Précisions sur la nature du support du faux en écriture publique

Notre analyse d'un arrêt de la Chambre criminelle de la Cour de cassation précisant la qualification pénale de faits, liés à un courrier à en-tête du maire.

Jurisprudence 26 février 2024

Par un arrêt en date du 10 janvier 2024, qui sera publié au Bulletin, la Chambre criminelle de la Cour de cassation est venue préciser la notion « d’écriture publique » au sens de l’article 441-4 du Code pénal.

Cass.

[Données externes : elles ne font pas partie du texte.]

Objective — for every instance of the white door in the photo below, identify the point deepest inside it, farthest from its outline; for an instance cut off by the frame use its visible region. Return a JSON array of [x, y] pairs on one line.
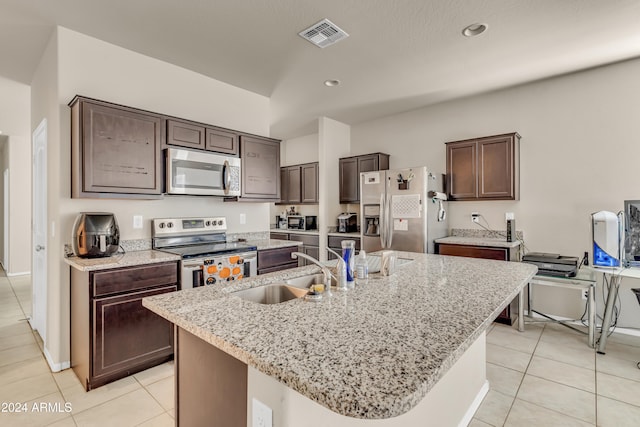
[[39, 231]]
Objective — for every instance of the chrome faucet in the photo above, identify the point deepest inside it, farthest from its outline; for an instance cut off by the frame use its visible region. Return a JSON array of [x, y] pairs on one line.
[[325, 270]]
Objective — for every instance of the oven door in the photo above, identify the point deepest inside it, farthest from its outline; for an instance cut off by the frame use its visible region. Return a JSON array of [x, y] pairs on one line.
[[218, 269], [202, 173]]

Crim., 10 janvier 2024, n°22-87.605, Publié au Bulletin.

La Cour de cassation a en effet affirmé que constitue une écriture publique au sens de l’article 441-4 du Code pénal :

« tout écrit qui atteste un droit ou un fait rédigé dans l’exercice de ses attributions par un maire, personne exerçant une fonction publique ».

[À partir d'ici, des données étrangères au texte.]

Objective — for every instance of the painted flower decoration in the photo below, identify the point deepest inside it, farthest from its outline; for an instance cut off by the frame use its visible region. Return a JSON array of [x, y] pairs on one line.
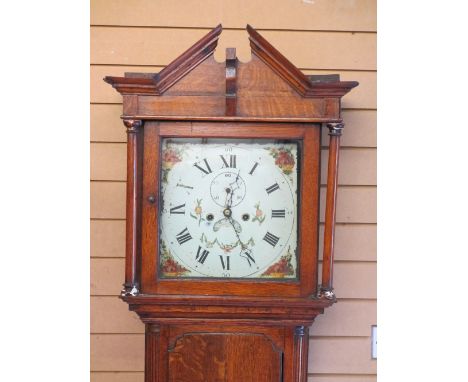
[[169, 266], [281, 268], [283, 159], [170, 156]]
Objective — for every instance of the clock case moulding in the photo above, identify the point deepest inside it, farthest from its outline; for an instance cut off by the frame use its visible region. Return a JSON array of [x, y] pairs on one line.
[[195, 96]]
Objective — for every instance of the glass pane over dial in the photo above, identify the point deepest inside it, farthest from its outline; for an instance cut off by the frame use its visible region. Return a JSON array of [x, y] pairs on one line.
[[228, 208]]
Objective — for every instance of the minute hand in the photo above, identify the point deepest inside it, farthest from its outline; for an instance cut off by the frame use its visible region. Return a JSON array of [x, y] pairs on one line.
[[232, 189]]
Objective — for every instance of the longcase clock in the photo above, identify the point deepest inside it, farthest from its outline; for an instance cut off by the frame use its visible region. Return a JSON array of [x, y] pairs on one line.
[[223, 184]]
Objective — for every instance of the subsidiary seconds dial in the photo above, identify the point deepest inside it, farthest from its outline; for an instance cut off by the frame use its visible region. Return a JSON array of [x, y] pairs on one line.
[[229, 209]]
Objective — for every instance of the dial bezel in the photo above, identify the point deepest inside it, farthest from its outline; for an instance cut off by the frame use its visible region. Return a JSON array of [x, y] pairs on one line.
[[307, 252], [178, 254]]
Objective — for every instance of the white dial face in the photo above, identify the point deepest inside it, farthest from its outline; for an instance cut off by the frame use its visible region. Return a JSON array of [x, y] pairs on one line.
[[228, 208]]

Et la Cour de cassation de remettre en cause l’analyse de la Chambre de l’instruction qui avait estimé qu’un courrier à en tête du Maire adressé par la CADA ne pouvait revêtir une telle qualification, au motif que :

« la spécificité du faux ou de l’usage de faux en écriture publique ou authentique est de porter sur un tel support rédigé par un représentant de l’autorité publique qui agit dans l’exercice de ses fonctions et qu’un simple courrier d’un maire sur papier à en tête ne peut revêtir la qualification d’écriture publique ».

Tel n’est pas l’avis de la Cour de cassation, qui considère dans cette affaire qu’un « simple » courrier à en tête du Maire, s’il « atteste un droit ou un fait rédigé dans l’exercice de ses fonctions », peut constituer une « écriture publique » au sens de l’article 441-4 du Code pénal.

En l’espèce, était en cause un courrier du Maire adressé à la CADA et indiquant – à tort selon le plaignant – que la Commune n’aurait pas réalisé de travaux pour le compte d’un de ses administrés.

Ce qui a conduit le plaignant à saisir directement le doyen des juges d’instruction d’une plainte avec constitution de partie civile, sans dépôt préalable d’une plainte simple entre les mains du Procureur de la République.

La recevabilité d’une plainte avec constitution de partie civile n’étant pas subordonnée au dépôt préalable d’une plainte simple lorsque sont en cause des faits susceptibles de constituer un crime, (Article 85 du Code de procédure pénale), la qualification juridique des faits était donc au cœur de cette affaire.

Or, le faux en écritures publique ou authentique, défini par l’article 441-4 du Code pénal, constitue un crime, à la différence du faux en écriture privée (Article 441-1 du Code pénal) ou administrative (Article 441-2 du Code pénal), qui relèvent de la catégorie des délits.